Week 1: Our flight was delayed, but we arrived to US after all. I have met with my advisor and we established a goal for the project. Cryptography is quite a new topic for me, so this week I have learned a lot of the basics like sum-check protocol, interactive/non-interactive and zero-knowledge proofs. I have also prepared an introductory presentation, but I think I've talked too fast and noone understood me 🥲

Week 2: Svetlana Ivanova have joined my research project, so now I have a partner I have spend all week understanding every detail about $\mathsf{GKR}$ protocol and preparing a presentation with explonation of it which we will present on 13.06.2022 to Mr.Ball

gkr board
Birdview of $\mathsf{GKR}$, thanks to Svetlana for writing it down

Week 3 : Me and Svetlana have presented $\mathsf{GKR}$ protocol to Mr.Ball at NYU Counrant. I think have done a good job of presenting a protocol, though in retrospect I think we mostly did it to understand $\mathsf{GKR}$ ourselves. After that together with Mr.Ball we have decided to proceed with understanding how to make it non-interactive with correlation-intractable functions and we agreed on that. However, I have outsourced that job to Svetlana and spend time on researching existing techniques on turning protocol zero-knowledge. Once I've done that, I understood how to constuct CI hash function family we need, which I realised that it's going to be very hard if we make it zero-knowledge using existing techniques and we'll have to construct hash family we need completely from scratch. Feeling sorta stuck 😥

Week 4 : I have told everything I found out to Mr.Ball on Monday. We spent some time discussing where to go from here until I came up with idea that maybe we could use existing paper which makes protocol zero-knowledge, use their construction, and then instead of sending a transcript to a verifier in clear, prover will send a commitment to a transcript, which will not reveal any information (that verifier cant compute himself in $O(n\log\cdot n)$). Mr.Ball told us that this indeed should work and it will accomplish a goal of our project. I felt very excitied that we have stumbled on the solution as a result of me asking stupid questions. I have not managed to write down the proof due to the lack of focus. Have celebrated my 20th birthday on the weekend, feel excited and scared of what awaits me in the future...

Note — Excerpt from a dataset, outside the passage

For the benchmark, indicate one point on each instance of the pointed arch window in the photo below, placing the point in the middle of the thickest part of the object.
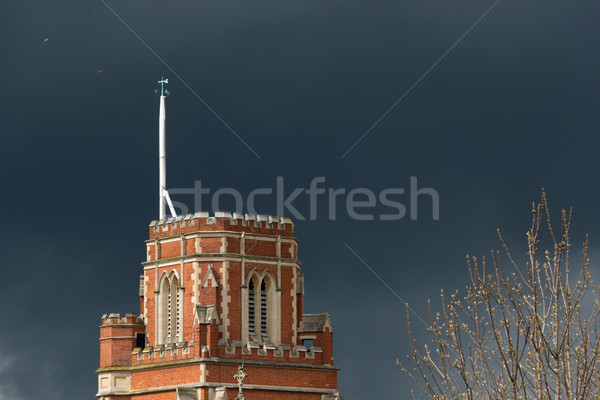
(169, 310)
(251, 309)
(263, 309)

Week 5 : I realised that was not quite sure HOW to write down what we have talked about, so I've went to meet with my advisor to work out a details of what we are trying to achieve. I have written down a sketch of the proof on Overleaf and realised that I have a gap in my knowledge of circuit construction. So I've read this paper (mainly proof of lemma 2.12)

Week 6 : I've spent most of a week in Utah, where I mostly thought of the applications of my research, Specifically, practicality of the application and potential extension to multi-prover systems. On Thursday I've met with my advisor where we discusssed my thoughts and what potential topics we would be interested to research after the REU. On friday got completely side-tracked into reading papers about circuits complexity, SAT NIZK, etc. So I have not done anything research related 😅

Week 7 : This week was a trip to Bell Labs, had to do some paper work, and other social events. I started working on a final presentation which I will present on Thrusday next week. I feel kinda scared and sad for the REU to end, but I'm really gratefull for this opportunity to explore cryptography, meet my amazing colleagues. Special thanks to my advisor with whom I'll be working on my Bachelor thesis.

Misc

Introductory presentation.

Acknowledgements

This work was carried out while the author Ilia Zavidnyi was a participant in the 2022 DIMACS REU program, supported by CoSP, a project funded by European Union’s Horizon 2020 research and innovation programme, grant agreement No. 823748.